Gene Kim was on Dave Farley’s podcast, and he said that if you want to move really fast, you need a feedback and a control system to make sure you don’t go off the rails. AI coding agents move fast. The faster they go, the more variation in their output and the greater the need for controls. This is why I think Deming still matters and especially more so with AI — quality has to be built into the process, not inspected in afterward.

On the QA team, we used SPC to study test execution rates and discovered a signal: testers would go from executing plenty of tests per day to zero — stuck redoing their test cases. That special cause variation pointed us to the metric that mattered most: hypothesis confirmation time, how long it takes a tester to confirm whether their test case is correct by running it against the code. The DSL based solution we built to reduce that time — from months to hours — is the same one I now use with Claude to reduce it further to minutes.

Before AI

The journey to reduce hypothesis confirmation time was evolutionary — each improvement revealed the next bottleneck.

First, we automated the creation of test automation from the test cases (jidoka), eliminating the time spent on manual test execution. Then we mistake-proofed how test cases were written (poka yoke) to reduce rework. This led to the development of a DSL editor and Maven plugins — a platform where tests were written so clearly that a computer program could generate the test automation code. The test automation developers had effectively automated themselves out of the job of coding. Instead of a tester asking a test automation developer “can you automate this for me?”, that role was replaced by an API and a set of services. If a tester couldn’t create their test automation within 15-20 minutes, they’d escalate and a test automation developer would fix the platform — not write the automation for them.

With the platform in place, we could run the QA tests earlier — verification tests during development, with validation tests still run later.

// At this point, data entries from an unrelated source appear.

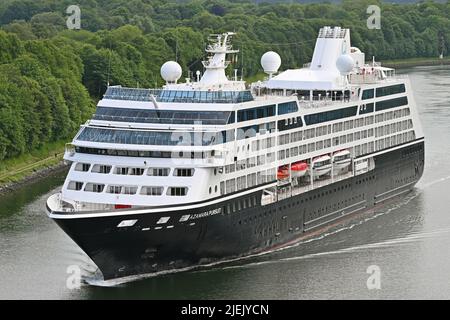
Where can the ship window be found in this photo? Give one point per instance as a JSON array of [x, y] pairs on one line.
[[315, 118], [288, 107], [152, 191], [385, 91], [115, 189], [368, 94], [177, 191], [163, 116], [121, 170], [105, 135], [366, 108], [392, 103], [129, 190], [101, 169], [162, 172], [137, 171], [181, 172]]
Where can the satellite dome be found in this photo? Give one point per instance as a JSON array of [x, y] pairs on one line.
[[271, 62], [171, 71], [345, 64]]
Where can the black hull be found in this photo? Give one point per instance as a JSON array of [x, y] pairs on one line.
[[126, 251]]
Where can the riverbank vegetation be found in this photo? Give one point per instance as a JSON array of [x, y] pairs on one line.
[[51, 77]]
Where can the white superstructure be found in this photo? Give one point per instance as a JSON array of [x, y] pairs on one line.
[[196, 141]]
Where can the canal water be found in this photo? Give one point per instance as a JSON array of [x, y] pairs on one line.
[[404, 244]]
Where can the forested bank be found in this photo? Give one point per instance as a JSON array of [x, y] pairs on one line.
[[51, 77]]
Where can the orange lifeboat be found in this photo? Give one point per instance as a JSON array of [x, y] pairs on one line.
[[299, 169]]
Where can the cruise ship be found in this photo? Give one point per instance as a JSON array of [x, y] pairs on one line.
[[210, 169]]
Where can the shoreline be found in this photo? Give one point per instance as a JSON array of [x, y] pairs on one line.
[[35, 176]]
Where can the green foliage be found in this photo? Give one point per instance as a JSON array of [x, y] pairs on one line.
[[51, 77]]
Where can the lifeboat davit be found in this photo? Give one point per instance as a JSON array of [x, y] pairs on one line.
[[321, 165], [283, 173], [299, 169], [341, 160]]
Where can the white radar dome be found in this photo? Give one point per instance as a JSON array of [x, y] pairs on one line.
[[271, 62], [345, 64], [171, 71]]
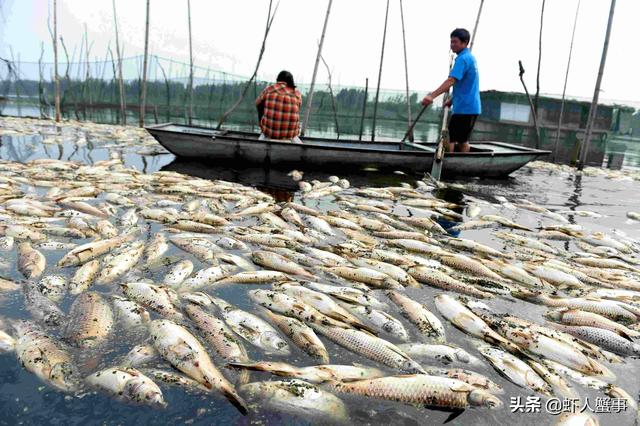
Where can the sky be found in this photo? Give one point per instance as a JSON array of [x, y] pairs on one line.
[[227, 36]]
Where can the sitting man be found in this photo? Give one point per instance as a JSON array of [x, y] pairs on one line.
[[279, 110]]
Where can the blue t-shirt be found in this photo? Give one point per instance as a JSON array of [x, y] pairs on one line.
[[466, 90]]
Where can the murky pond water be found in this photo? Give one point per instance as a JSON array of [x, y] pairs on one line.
[[24, 399]]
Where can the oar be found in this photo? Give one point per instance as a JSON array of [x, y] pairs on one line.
[[410, 130]]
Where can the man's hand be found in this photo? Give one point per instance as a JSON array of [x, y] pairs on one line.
[[427, 100]]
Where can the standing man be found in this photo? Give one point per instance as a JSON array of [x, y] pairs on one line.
[[465, 101], [279, 110]]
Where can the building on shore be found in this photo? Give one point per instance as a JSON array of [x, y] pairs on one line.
[[507, 117]]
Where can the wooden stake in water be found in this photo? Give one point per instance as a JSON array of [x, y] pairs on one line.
[[307, 110], [143, 90], [55, 54], [364, 107], [270, 18], [375, 103], [533, 110], [535, 102], [475, 26], [190, 88], [406, 71], [123, 106], [564, 88], [584, 147]]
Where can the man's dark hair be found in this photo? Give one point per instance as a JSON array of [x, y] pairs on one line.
[[286, 77], [461, 34]]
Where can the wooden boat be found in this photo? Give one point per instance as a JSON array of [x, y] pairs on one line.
[[491, 159]]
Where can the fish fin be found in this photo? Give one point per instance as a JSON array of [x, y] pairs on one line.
[[624, 335], [235, 399]]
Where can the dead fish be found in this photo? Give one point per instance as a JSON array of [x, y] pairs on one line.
[[90, 321], [128, 385], [423, 390], [187, 354], [299, 398], [43, 356], [31, 262], [426, 322]]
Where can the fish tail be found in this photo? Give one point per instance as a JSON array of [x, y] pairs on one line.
[[243, 377]]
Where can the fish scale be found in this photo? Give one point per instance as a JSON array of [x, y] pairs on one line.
[[371, 347], [422, 389]]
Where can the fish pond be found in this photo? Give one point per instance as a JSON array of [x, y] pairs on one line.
[[596, 200]]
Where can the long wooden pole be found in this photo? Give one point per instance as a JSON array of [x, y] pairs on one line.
[[584, 147], [55, 54], [123, 111], [564, 88], [190, 89], [270, 18], [143, 92], [364, 107], [535, 102], [533, 110], [375, 103], [406, 70], [307, 110], [475, 26]]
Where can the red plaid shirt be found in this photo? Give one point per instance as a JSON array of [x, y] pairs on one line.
[[281, 119]]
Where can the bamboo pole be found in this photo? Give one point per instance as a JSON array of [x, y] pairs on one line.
[[564, 88], [584, 147], [406, 71], [307, 110], [143, 91], [123, 107], [364, 107], [475, 26], [168, 89], [55, 55], [270, 18], [190, 88], [375, 103], [86, 89], [114, 82], [535, 102], [533, 111], [41, 99], [333, 99]]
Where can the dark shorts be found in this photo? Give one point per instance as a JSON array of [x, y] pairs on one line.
[[460, 127]]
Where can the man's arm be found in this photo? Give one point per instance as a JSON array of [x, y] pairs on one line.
[[444, 87]]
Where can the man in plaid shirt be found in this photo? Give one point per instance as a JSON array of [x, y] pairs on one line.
[[279, 109]]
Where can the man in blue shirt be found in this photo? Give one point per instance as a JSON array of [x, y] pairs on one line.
[[465, 100]]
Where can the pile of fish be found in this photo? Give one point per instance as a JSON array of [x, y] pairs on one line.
[[152, 256], [82, 133]]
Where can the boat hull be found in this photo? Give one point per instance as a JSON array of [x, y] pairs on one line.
[[490, 159]]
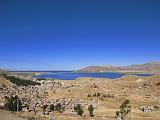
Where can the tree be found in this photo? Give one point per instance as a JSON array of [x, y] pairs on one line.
[[13, 104], [90, 109], [78, 109], [125, 108]]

One developer worked side by side with a tester in her dev environment. Every couple of hours, the tester would prepare the next small batch of tests and the developer would prepare the next chunk of code. They’d run it together in seconds and make a plan for the next batch. The developer delivered her code to QA later than the other developers, but she had virtually no bug fixes and test execution was completed earlier. The hypothesis confirmation time went from months — waiting until QA to discover if the test cases and code were correct — to hours.

Why focus on this metric? Because the variation we studied showed that the biggest disruption was when testers went from executing plenty of tests per day to zero — stuck redoing their test cases. The platform didn’t just speed up execution; it shortened the feedback loop so that hypotheses were confirmed before errors could compound.

After AI

Before we had AI, we already had proof that a developer with the right tests and a debugger didn’t need much else.

On the QA team, a complex new feature was given to a junior developer with about a year of COBOL experience because the team was under-resourced. Everyone expected disaster: broken builds, defects in everyone else’s work, senior developers pulled away to review and fix things. None of it happened. He let the tests drive his code changes — running them first to identify which parts of the code were affected, then only changing enough to make each test pass. Senior developers reviewed and refactored his work afterward but didn’t have to write the code for him. He needed a debugger and the tests. That was it.

This inspired me to have Claude Code go through the same process. The “Before AI” section described no-test-dev — testers generating their own test automation without a test automation developer. This section is about no-dev — Claude generating the main code without a developer.

Darmok puts the junior developer’s process into a loop. It iterates through a sequence of test cases going through the red-green-refactor cycle for each one:

Red: Test automation is generated from the DSL using model-based code generation — no AI needed
Green: Claude is given the failing test along with similar passing tests and told to fix it, only modifying main code
Refactor: Claude removes duplication, guided by the patterns in the markdown files

Just like the junior developer, Claude works best when given one failing test at a time with similar successful tests as reference. If given too many tests at once, it bounces between failures without fixing anything — the same way any junior developer would struggle if handed an entire project at once instead of debugging one test at a time.

The order and size of the test cases matter too. Tests sequenced so that each is slightly different from the previous one result in smaller code changes, less variation, and faster cycles. When I’ve experimented with random ordering or large jumps between test cases, it can take almost 15 minutes per test compared to the average 4 minutes. I suspect there’s common cause and special cause variation to study here — some short tests take longer than long ones, and understanding why could feed back into improving the test sequence or the examples Claude uses.

Why Deming Still Matters

Deming’s core insight was that you don’t improve quality by inspecting harder — you improve it by reducing variation in the process itself. That’s what we did before AI with SPC, jidoka, poka yoke, and JIT. And it’s what Darmok does now: controlling the sequence, size, and similarity of test cases to reduce variation in Claude’s output. The approach scales because it’s built into the process, not bolted on as inspection afterward.

Your QA team are the key supporting characters in this story. Most of the work they do around inspection is non-value added and easier to automate. Automating that work creates space for them to learn and pay it forward. Even if your devs can write the tests themselves like I can, you probably don’t want your technical resources doing non-technical work. I’d rather a tester work with the business analysts to write the specifications while I focus on reducing the variation — basically being an industrial engineer like Ohno. The faster the system moves, the more you need that feedback and control system Gene Kim described. Deming’s approach gives you one.